I’ve been participating in Jersey City Writers’ Full Story workshops pretty much since I joined the group. As someone who works best with full-length novels, rather than short stories or excerpts, the book club-like format was perfect for me, both as the person getting critiqued and as a reader. As a writer, it’s super helpful to get multiple perspectives on a book, to see what’s working and what isn’t, and how all those words land.
It’s also helpful for getting that book written in the first place.
Back in 2016, I signed up for a Full Story workshop in mid-2017 even though I didn’t even have a new book written yet. But I signed up for a Full Story workshop, and knowing I had a deadline for that workshop helped drive me across the finish line. The thing about first drafts is they don’t have to be good. They just have to exist. It’s so easy as a writer to get caught up in little nuances and details that keep you from finishing the dang thing. With the Full Story deadline looming, I didn’t have time to worry about nitpicks. I just had to get the plot down on the page.
Another thing about writing: sometimes, time is the best editor. You need to be able to step back from your manuscript so that you can come back to it with fresh eyes. What’s nice about the Full Story is that a break period is built in. Between the time you turn in your manuscript and the time of your critique session, a whole month passes, giving your work-in-progress time to breathe.
With my novel, Stronger Than a Bronze Dragon, I made up a lot of it as I went along. I had a vague idea for the overall plot, but for the most part was just improvising my way forward. I had no idea if the story made sense to a reader, or if the characters were coming across as intended. During my Full Story session, it was really helpful to hear what various people thought.
Of course, there were plenty of disagreements among readers—you’re never going to please everyone. Somebody could say “I love this” and someone else could say “I hate it,” referring to the same scene. But when you know who your readers are, you can take that into account. If the person who hates a scene doesn’t usually read your genre, maybe take that with a grain of salt. As the author gets the opportunity to ask questions at the end, I had the chance to clarify some of those disagreements and consider which notes I wanted to take and which I could safely ignore.
After taking pages and pages of notes during my Full Story critique session, I once again set my manuscript aside for a while, just to give myself some space. Then organized my notes chronologically (by events in the book) and set about revising.
Another way the Full Story workshop helped was by showing me which parts of the story really excited the readers. I used that to inform my pitch when I decided to submit to publishers.

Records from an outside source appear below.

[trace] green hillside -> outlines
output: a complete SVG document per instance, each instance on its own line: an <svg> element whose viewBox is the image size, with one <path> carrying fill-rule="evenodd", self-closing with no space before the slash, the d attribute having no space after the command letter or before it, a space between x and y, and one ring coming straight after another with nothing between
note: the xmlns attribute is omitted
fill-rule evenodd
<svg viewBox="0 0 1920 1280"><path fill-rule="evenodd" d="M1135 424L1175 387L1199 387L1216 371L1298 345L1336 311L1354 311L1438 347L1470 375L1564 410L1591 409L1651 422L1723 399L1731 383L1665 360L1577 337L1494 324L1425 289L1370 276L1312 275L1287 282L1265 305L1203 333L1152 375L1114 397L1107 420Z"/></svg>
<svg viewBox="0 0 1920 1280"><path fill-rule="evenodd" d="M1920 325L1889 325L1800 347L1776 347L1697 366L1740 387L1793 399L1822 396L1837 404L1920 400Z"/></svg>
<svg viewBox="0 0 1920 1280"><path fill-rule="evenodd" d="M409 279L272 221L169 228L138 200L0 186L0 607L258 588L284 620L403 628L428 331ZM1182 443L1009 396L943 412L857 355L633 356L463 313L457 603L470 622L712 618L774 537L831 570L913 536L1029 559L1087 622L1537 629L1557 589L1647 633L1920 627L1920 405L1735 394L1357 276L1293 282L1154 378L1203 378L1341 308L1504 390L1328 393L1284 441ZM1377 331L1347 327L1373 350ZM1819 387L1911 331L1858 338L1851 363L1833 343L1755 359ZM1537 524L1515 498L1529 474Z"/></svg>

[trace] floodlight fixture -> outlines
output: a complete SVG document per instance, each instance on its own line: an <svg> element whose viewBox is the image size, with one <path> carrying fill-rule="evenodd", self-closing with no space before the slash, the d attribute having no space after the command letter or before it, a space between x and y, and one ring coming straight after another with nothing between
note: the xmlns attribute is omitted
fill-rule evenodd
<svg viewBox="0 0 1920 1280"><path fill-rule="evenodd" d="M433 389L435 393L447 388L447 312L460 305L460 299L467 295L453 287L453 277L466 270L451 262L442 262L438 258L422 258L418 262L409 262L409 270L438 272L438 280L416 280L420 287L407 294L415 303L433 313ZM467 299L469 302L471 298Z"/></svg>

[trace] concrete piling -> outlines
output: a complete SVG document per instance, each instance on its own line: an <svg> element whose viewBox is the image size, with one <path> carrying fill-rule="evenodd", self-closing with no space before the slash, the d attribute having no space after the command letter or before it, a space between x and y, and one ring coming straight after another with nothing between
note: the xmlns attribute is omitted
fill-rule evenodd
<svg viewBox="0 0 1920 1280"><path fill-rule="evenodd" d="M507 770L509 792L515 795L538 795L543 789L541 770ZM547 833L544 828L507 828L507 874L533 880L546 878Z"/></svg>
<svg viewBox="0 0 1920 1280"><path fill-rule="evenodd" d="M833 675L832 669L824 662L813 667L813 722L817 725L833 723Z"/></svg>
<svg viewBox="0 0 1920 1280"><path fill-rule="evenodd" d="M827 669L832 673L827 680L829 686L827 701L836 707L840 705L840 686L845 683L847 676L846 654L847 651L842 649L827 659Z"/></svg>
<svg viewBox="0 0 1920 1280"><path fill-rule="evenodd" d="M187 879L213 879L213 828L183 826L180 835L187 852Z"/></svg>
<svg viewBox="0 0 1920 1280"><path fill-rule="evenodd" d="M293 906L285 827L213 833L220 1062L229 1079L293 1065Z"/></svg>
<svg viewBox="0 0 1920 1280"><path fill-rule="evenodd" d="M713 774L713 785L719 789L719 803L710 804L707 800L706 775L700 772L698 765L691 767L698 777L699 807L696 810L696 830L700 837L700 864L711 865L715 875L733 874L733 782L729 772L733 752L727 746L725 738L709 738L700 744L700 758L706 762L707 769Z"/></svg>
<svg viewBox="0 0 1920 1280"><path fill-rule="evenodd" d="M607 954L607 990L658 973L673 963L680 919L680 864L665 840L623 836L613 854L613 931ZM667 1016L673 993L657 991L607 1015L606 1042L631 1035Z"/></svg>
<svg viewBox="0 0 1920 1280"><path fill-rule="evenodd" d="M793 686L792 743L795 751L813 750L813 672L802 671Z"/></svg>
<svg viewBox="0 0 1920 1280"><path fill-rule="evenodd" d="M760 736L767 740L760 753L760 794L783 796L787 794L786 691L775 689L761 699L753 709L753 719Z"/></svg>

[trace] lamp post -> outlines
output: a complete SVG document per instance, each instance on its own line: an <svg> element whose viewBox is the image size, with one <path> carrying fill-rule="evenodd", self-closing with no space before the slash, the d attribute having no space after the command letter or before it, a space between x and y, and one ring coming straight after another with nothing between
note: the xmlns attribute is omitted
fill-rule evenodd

How I found my publisher is a bit unusual. There are a bunch of pitch events on Twitter these days, where writers tweet a pitch for their book using specific hashtags, and participating agents and editors scroll through the pitches and “favorite” the manuscripts they want to see. I was at work, procrastinating by scrolling through Twitter, when I realized it was the day of one such event, #PitMad.
Without really thinking much of it, I dashed off a quick pitch, figuring “might as well throw my hat in the ring.” To my surprise, several agents and two editors “favorited” it. I guess everyone was in the mood for a YA adventure set in a fantasy version of China about a warrior girl who teams up with a thief to fight the demon king and save her village. That’s pretty much what the pitch said.
I submitted the manuscript to said agents and editors and wound up signing with an agent who then sold it to a publisher.
The Full Story had a significant impact on shaping the manuscript into something a publisher would find appealing, and I made sure to thank my readers in the book’s acknowledgements. Thanks to the workshop’s feedback, I was able to make the story into the best version of what it could be, enough so that my agent didn’t even have any comments on it other than a handful of nitpicks. The editor at Page Street Publishing did have a few additional revisions, but it was mostly playing up parts that were already there.
I ended up doing the whole thing again, signing up for a workshop before I’d written a book and blitzing through the first draft to get it into the workshop in time. That book was in much rougher shape by the time I sent it in, and it was really helpful to hear from the readers what would make it more interesting. That manuscript is currently out on submission with editors. Once again, the agent loved it after I revised based on the Full Story’s feedback.
Reader feedback in the early stages of a manuscript’s life is vital to any writer, and as far as I know, the Full Story is the only workshop that lets authors submit entire manuscripts. Even college creative writing programs often only let you submit a few chapters at a time. For any Jersey Ctiy Writer who’s writing a novel, or even considering writing one, I highly recommend stopping in to check it out!